On the weekend performance, Roger Taylor, director of research at the group, said a shortage of senior doctors was at the heart of the problem.
"It's about having the more experienced staff in the hospital, looking after patients out of normal working hours.
"The junior doctors, they're always around, but they're not the ones making a difference here."
He said almost every hospital in the country had a higher death rate at weekends, but a small number had seen a "really significant rise".
And he urged hospitals to make sure they always had sufficient cover so that patients got to see the right doctor all the time.
"It's not a simple problem to solve, but we do need to solve it," he added.
Access to key services like diagnostics was also highlighted as a factor.
However, it was acknowledged that some of the deaths were unavoidable as people who were at the end of life were more likely to be admitted to hospital at the weekend.
This is because community services which they would have relied on if they had been close to death during the week would not be available.

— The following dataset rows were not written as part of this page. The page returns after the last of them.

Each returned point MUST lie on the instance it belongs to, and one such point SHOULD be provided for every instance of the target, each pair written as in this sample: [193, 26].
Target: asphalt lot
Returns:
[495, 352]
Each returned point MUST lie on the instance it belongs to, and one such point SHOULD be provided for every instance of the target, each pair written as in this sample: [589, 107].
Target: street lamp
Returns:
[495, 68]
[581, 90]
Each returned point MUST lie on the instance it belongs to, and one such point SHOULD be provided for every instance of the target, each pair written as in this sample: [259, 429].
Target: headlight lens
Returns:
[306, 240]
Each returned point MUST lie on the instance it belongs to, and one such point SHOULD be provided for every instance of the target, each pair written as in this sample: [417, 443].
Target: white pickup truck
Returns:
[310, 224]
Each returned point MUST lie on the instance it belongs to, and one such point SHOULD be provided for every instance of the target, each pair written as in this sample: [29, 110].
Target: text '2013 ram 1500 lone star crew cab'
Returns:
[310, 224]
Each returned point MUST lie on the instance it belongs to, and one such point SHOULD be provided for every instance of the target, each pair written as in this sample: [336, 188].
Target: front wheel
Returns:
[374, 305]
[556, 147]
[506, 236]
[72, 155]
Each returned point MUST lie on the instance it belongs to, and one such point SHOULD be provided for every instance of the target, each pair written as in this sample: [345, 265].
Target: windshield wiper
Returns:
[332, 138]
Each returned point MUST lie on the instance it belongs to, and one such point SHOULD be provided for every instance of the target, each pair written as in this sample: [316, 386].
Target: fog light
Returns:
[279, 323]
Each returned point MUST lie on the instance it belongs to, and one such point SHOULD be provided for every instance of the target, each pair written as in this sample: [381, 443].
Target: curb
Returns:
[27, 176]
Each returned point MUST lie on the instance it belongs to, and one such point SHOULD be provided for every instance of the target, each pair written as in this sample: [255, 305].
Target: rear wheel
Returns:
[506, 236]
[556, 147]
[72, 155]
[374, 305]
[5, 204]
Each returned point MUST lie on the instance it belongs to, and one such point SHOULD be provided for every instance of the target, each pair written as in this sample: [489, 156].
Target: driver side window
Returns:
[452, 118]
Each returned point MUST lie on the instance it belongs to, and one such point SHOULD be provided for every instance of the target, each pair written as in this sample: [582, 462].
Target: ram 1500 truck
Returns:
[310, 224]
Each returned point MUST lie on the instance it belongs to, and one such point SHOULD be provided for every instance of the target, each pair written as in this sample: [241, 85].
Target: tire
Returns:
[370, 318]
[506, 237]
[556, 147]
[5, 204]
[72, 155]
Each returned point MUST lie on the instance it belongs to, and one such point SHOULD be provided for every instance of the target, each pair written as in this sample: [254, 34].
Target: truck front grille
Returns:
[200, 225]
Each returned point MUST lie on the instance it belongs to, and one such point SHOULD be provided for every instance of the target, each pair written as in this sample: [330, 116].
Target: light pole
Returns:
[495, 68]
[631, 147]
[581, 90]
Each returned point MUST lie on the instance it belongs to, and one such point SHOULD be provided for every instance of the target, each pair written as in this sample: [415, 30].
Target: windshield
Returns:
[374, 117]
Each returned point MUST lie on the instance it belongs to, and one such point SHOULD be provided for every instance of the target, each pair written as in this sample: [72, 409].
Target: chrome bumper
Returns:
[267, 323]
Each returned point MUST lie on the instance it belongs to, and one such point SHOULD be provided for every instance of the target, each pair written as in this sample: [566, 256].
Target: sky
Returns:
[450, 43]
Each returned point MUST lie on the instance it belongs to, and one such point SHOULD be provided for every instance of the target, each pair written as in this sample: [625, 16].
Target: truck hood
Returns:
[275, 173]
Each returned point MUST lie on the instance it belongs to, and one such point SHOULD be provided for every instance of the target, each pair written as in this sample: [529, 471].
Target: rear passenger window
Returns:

Overall, 8.1% of those admitted at weekends died compared with 7.4% from Monday to Friday, once those having elective operations such as hip and knee replacements were discounted.
The report concluded weekend treatment was "risky".
RCN chief executive Dr Peter Carter said NHS trusts needed to look at their staffing levels as a "matter of urgency".
"Due to the complex needs of many older people, having staff with the right mixture of skills and experience on the ward is vital," he said.
"Equally, it is both risky and irresponsible to expect two nurses and four healthcare assistants to safely look after 59 elderly patients as the report found at one hospital.
"We need to see proper planning systems, based on sound clinical evidence, in order to ensure safe nurse staffing levels for patients."
Katherine Murphy, chief executive of the Patients Association, said she was "appalled" by the findings.
"Patients deserve safe, effective care no matter what the time of day is. They deserve nothing less," she added.
Richard Hamblin, of the Care Quality Commission, which regulates standards in the NHS, said it was "too simplistic" to conclude high death rates were definitely down to poor care.
But he agreed trusts needed to look at their performance on the back of this report.
"Trust boards should use it to ask themselves serious questions about the quality of their services," he said.
NHS medical director Prof Sir Bruce Keogh said: "Mortality rates in the NHS are going down, but hospitals with high rates and poor outcomes in the evenings and at weekends must investigate.
"I will be asking the NHS medical directors to look closely at weekend services to ensure patients admitted at weekends receive the same standards of care as those during the week.
"This problem is not unique to the NHS, it confronts all health systems in the world, but I am confident the NHS is well placed to address these issues."